Publicado em 09/07/2010 07:21 167 exibições
Em franca expansão, e responsáveis por 83% do volume de toda a safra nacional de grãos, fibras e cereais, as lavouras de soja e milho garantiram ao Brasil a maior colheita da história do campo na safra 2009/2010. Estimativa divulgada ontem(8) pela Companhia Nacional de Abastecimento (Conab) para o ciclo anterior confirmou uma ligeira retração de 168,4 mil toneladas nesta projeção em relação ao último levantamento - provocado pela "correção" na área plantada e na produtividade da terceira safra de feijão, cuja produção acabou afetada pelo clima adverso na Bahia.

Mesmo assim, os produtores brasileiros devem colher o recorde de 146,75 milhões de toneladas - resultado 8,6% superior aos 135,13 milhões de toneladas da safra 2008/09. O "quadro geral" da Conab, medido nas lavouras durante o fim de junho, registrou boa produtividade das duas safras de milho em alguns estados do Centro-Sul. Na média geral, as lavouras tiveram uma produtividade 9,3% acima do registrado na safra 2008/09. "É um resultado que poucos países podem comemorar", avaliou o ministro da Agricultura, Wagner Rossi.

O total de área plantada no país chegou a 47,34 milhões de hectares, resultado 0,7% inferior (ou 338,9 mil) aos 47,67 milhões de hectares da safra 2008/2009. Carro-chefe da produção agrícola nacional, a soja teve elevação de 7,4% na área (ou 1,6 milhão de hectares), alcançando 68,7 milhões de toneladas - 20,2% (11,5 milhões) acima da colheita passada.

A segunda safra de milho, bastante influenciada pelo clima positivo, teve crescimento de 12% até aqui, registrando um total de 19,41 milhões de toneladas, segundo a Conab. Assim, a produção total de milho deve atingir o recorde de 53,46 milhões de toneladas.
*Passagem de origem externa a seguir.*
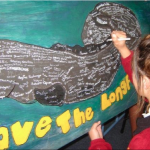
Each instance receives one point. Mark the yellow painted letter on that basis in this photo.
(20, 134)
(79, 117)
(105, 103)
(128, 82)
(43, 126)
(4, 142)
(119, 92)
(89, 113)
(123, 87)
(63, 121)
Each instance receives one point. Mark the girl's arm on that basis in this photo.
(96, 136)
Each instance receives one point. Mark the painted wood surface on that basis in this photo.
(35, 126)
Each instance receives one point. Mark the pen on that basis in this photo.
(120, 39)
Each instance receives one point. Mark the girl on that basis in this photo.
(141, 80)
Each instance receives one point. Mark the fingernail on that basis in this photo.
(113, 35)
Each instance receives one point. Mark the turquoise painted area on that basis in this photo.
(45, 23)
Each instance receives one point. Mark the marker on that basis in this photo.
(120, 39)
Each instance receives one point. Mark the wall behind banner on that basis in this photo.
(35, 126)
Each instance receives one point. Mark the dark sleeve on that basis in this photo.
(127, 65)
(99, 144)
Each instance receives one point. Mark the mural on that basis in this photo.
(57, 32)
(64, 74)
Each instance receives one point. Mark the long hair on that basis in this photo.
(141, 66)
Somadas a primeira e a segunda safras, o ganho chegará a 4,8% ante 2008/2009. A colheita do milho de verão, está na reta final e a colheita da segunda safra já soma 30%, informou a Conab.
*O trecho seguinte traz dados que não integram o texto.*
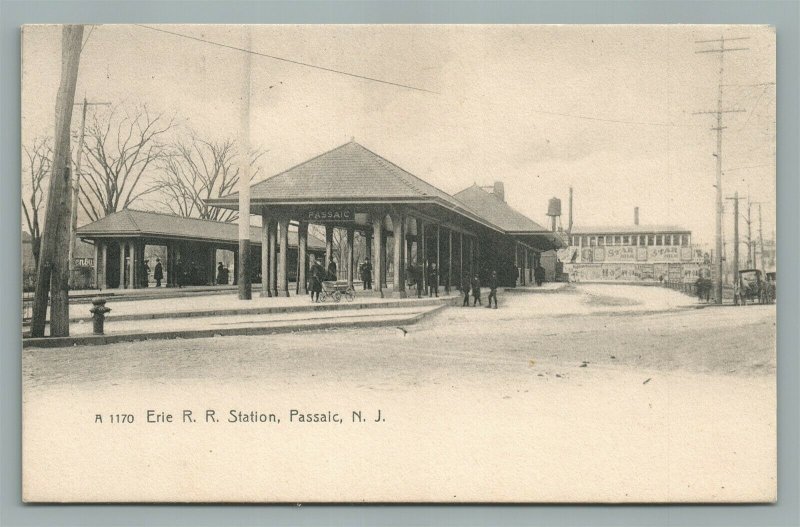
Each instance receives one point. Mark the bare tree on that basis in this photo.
(37, 168)
(121, 149)
(196, 170)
O feijão da primeira safra, cuja produção já foi totalmente colhida, somou 1,42 milhão de toneladas. Somado à segunda e terceira safras, a cultura deve atingir 3,34 milhões de toneladas, uma retração de 4,5% ante o último ciclo. No caso do arroz, cujas lavouras atingem 98% da área plantada, a colheita somará 11,36 milhões de toneladas, quase 10% inferior ao registrado na última safra. Será preciso importar, mas o governo garante que o abastecimento e os preços ficarão sob controle.